Gary, Good ideas. Two problems I can see with using NFTs for non digital art.

1) transformation from real-world to digital form is hard to standardize. Changing the focus of the camera or the magnification for a picture can result in multiple hashes for the same art, and NFT/blockchain cannot fix that problem.

2) Short of destroying the real art work, possession of the real art can change, and break the NFT.

Just some thoughts.

Gary Robinson

Hi Sri, nice to meet you. "" An artist can also create the equivalent of limited edition prints by creating a fixed number of NFTs that are identical except for ownership information."

Gary, Good ideas"

Just to be clear, that's not an idea of mine, that's already being very actively done on OpenSea and elsewhere.

I agree with your comments about associating physical art with NFTs. I don't think that's the future of NFTs. BUT, I do think that as things stand right now, a non-digital artist who publicizes her work by creating NFTs for it may be able to make sales she wouldn't have had access to otherwise. Not sure about how effective it really would be for marketing, but I do think it's plausible that it could help.

sri

Hi Gary, Good to meet you. :-) Lynne forwarded me this article, and I was curious about how this could work for non-digital art. Being a software person, I have no idea of the non-technical side of this concept, but was interested in how provenance could be established if the source material was not digital.

I understand that art purchases made as investment, provenance of valuable art is mostly about securing the investment. But I am unable to comprehend the value of NFTs outside of provenance, from the art viewer side of the equation.

I think this is mostly due to my ignorance of the art domain, but I cannot see why a viewer on the web would care if they are looking at a real or a copy of some digital, if access to view the art is universal. I am sure I am missing something obvious.

Gary Robinson

Why would a viewer care if he was looking at the Mona Lisa, vs a copy that was good enough that he couldn't tell the difference? A collector would pay a lot more for the original Mona Lisa than for a known copy, no matter how accurate. Same with NFT's, with the only difference being that it would be literally impossible to distinguish the one not backed by the NFT. For an average viewer, though, that difference is moot, because they wouldn't be able to tell the difference between the Mona Lisa and a really great copy.

So I think the key is that some people are collectors. They would care. People who only want to see the image wouldn't.

That being said, I think it IS possible for the NFT to be digitally signed in such a way that the true buyer could be sent a private key that would unlock the full resolution image, and anybody could see the image in less resolution. I think there is stuff like that being done, where anyone can see a rough version of the artwork, but only the buyer of the NFT gets the key. If Lynne wanted to do that, I could look into it.

Gary Robinson

Also, the first purchaser gets to know he's supporting the artist!

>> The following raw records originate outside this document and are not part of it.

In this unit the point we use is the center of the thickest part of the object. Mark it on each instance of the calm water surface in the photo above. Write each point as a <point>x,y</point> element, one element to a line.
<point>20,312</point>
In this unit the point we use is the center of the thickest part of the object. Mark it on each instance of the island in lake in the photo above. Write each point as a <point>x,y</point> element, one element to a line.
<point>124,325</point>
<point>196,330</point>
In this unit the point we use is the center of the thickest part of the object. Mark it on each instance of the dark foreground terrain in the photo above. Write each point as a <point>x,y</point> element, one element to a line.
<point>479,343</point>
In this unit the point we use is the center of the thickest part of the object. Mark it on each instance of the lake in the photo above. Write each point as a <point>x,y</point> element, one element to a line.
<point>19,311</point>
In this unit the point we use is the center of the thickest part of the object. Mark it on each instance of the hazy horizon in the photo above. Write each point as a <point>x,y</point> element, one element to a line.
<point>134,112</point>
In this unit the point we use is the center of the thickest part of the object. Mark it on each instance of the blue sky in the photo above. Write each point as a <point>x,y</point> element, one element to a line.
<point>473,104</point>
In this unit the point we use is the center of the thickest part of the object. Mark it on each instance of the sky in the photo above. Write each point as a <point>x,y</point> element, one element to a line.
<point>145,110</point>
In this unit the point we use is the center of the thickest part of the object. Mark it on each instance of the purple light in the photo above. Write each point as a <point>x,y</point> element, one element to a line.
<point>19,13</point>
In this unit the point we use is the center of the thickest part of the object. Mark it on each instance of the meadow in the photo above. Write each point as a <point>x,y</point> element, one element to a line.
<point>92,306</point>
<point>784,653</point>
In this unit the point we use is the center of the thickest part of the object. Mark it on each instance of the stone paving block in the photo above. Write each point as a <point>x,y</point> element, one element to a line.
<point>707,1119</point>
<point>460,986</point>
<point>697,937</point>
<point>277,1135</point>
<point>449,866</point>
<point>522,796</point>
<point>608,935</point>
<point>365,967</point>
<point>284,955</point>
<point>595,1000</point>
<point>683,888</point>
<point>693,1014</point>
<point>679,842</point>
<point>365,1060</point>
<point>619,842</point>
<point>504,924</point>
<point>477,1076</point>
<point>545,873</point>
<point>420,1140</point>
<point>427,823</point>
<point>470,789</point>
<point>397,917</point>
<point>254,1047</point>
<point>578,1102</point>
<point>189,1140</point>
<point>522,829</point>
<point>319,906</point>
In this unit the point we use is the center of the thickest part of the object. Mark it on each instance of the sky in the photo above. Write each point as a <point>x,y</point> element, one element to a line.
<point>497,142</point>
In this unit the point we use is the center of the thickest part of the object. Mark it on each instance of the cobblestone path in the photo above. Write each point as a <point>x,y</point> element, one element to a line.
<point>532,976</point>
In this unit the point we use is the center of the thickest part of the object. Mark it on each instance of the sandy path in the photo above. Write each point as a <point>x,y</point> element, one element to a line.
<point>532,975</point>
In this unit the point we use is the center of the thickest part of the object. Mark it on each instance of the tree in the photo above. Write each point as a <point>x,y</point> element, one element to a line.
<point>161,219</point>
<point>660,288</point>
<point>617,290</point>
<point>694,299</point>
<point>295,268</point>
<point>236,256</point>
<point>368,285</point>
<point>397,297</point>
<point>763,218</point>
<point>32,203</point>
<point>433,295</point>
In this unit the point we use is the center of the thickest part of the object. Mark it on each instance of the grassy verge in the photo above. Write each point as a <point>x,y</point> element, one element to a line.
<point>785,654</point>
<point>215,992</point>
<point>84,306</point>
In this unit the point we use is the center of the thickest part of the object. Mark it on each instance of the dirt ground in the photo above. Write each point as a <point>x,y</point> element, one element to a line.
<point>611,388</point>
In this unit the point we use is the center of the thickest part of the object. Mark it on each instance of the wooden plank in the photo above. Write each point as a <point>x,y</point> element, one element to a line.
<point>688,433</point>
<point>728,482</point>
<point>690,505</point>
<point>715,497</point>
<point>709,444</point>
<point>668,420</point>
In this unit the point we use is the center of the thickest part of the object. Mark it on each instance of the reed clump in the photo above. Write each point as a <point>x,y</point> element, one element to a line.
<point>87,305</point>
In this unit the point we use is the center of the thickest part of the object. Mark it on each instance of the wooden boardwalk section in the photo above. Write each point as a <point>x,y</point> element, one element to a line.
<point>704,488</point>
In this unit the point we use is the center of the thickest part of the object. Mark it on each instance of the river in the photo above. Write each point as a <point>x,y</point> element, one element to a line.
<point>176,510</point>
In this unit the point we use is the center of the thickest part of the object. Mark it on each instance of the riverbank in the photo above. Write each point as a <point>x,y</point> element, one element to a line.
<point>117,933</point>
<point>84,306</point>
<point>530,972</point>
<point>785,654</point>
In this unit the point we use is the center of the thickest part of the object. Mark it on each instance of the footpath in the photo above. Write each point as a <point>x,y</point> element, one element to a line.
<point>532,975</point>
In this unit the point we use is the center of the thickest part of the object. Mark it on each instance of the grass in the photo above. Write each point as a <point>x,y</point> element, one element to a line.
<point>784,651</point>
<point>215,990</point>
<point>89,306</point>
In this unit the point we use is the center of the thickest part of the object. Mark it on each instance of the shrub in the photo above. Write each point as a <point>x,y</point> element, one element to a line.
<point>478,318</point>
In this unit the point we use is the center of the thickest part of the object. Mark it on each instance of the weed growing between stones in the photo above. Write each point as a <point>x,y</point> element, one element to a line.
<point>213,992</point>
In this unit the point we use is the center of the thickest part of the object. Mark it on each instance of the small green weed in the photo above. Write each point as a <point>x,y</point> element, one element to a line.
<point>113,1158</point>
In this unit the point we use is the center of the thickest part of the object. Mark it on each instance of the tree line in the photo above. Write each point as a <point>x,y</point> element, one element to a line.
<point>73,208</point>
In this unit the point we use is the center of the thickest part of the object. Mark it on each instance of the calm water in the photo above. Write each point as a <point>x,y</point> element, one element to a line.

That would matter to some people, such as myself...

Gary Robinson

I also had the thought that maybe I missed your point completely and ranted nonsense in my last comments! It hadn't even occurred to me: Why would somebody want to view the NFT-backed identical copy of a digital image if they are NOT a collector??

I can't explain it, but I do note that I'd be far more likely to go view the real Mona Lisa than a copy that was, to my unsophisticated eye, exactly identical to the original. Maybe a lot of people wouldn't feel that way. I don't see a logical reason to want to view the original in such a case, but my feeling is that I would.

Gary Robinson

Upon further reflection, it seems like it's for the same reason I'd go pay a museum to let me see a rock sample from Mars, but wouldn't go to so a rock sample from an iron-rich American desert which would be visually indistinguishable to me from one from Mars. There's just something about something being "the real one".